Your employees are the most productive when they're motivated to do great work. But according to a study from the American Psychological Association, 63 percent of U.S. adults experience boredom on a regular basis -- including in the workplace.

Not only are bored employees less likely to contribute-- they're also more likely to seek out new job opportunities. A study from online learning platform Udemy found that bored employees are two times more likely to leave their companies.

Is your team putting in effort to ensure employees-- especially top performers-- don't get bored? I've outlined a few tips below to keep employees focused and decrease the likelihood of boredom.

1. Give employees more responsibility.

Some employees get bored on the job simply because tasks and responsibilities that were once challenging are no longer challenging enough. So to keep employees excited about coming to work every day, it's important to continuously challenge all employees and give them new responsibilities.

In the same Udemy study referenced above, 80 percent of employees surveyed indicated that learning new skills would keep them more engaged. Encourage employees to seek out professional development-- such as courses, conferences, and more-- to continue learning and reach the next level in their careers.

Also consider making their work more challenging by either setting higher goals or delegating more strategic projects. Employees will appreciate that you trust them with more responsibility and by focusing on increased responsibility, they'll be less likely to get bored.

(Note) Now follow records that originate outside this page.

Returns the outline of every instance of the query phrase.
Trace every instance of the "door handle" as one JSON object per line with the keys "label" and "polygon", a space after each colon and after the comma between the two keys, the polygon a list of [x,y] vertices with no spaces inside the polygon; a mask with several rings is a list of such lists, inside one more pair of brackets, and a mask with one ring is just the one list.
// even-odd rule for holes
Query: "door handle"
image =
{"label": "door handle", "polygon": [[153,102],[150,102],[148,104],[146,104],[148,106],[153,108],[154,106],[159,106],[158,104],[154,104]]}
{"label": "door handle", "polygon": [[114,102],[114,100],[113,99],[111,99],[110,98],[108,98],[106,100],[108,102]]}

2. Break up employees' routines.

Even for employees who love their jobs, following the same routine every day can get monotonous and lead to boredom. And while each employee's day-to-day work is key to your company's success, it can also be beneficial to push employees to step away from their routines.

At my company of about 200 employees, most have a few bigger projects they're expected to complete each quarter. These projects offer employees the opportunity to complete work that is different from their daily responsibilities. These projects are also intended to address issues the company is facing, and by completing the projects, each employee is contributing to helping the company move forward and grow.

Ultimately through quarterly projects, employees face a new challenge each quarter and feel like they're truly making an impact on the business, which keeps employees engaged and less likely to face boredom.

3. Encourage employees to try different roles.

Some employees might be bored or disengaged simply because they're great for your team but in the wrong role. If this is the case, you can increase engagement by suggesting the employee transitions roles or teams.

When employees switch roles, this term is known across many companies as "internal mobility." And while 87 percent of companies believe that internal mobility programs would definitely help with retention, only one-third have these programs in place, according to a study by FutureStep, a recruitment software provider.

At my company, we've had employees move from the sales to the product team, from the customer success to the operations team and more. In most cases, these transitions work out better in the long haul both for the individual employees and the company as a whole.

By creating a culture where employees don't hesitate to transition roles when they're more passionate about a different area of the business, you can keep these employees from getting bored and boost productivity as a result.

Bored employees can pose a significant risk to your business. By following the tips outlined above and making a concerted effort to curb employee boredom, you can keep your excited about being on your team for the long haul.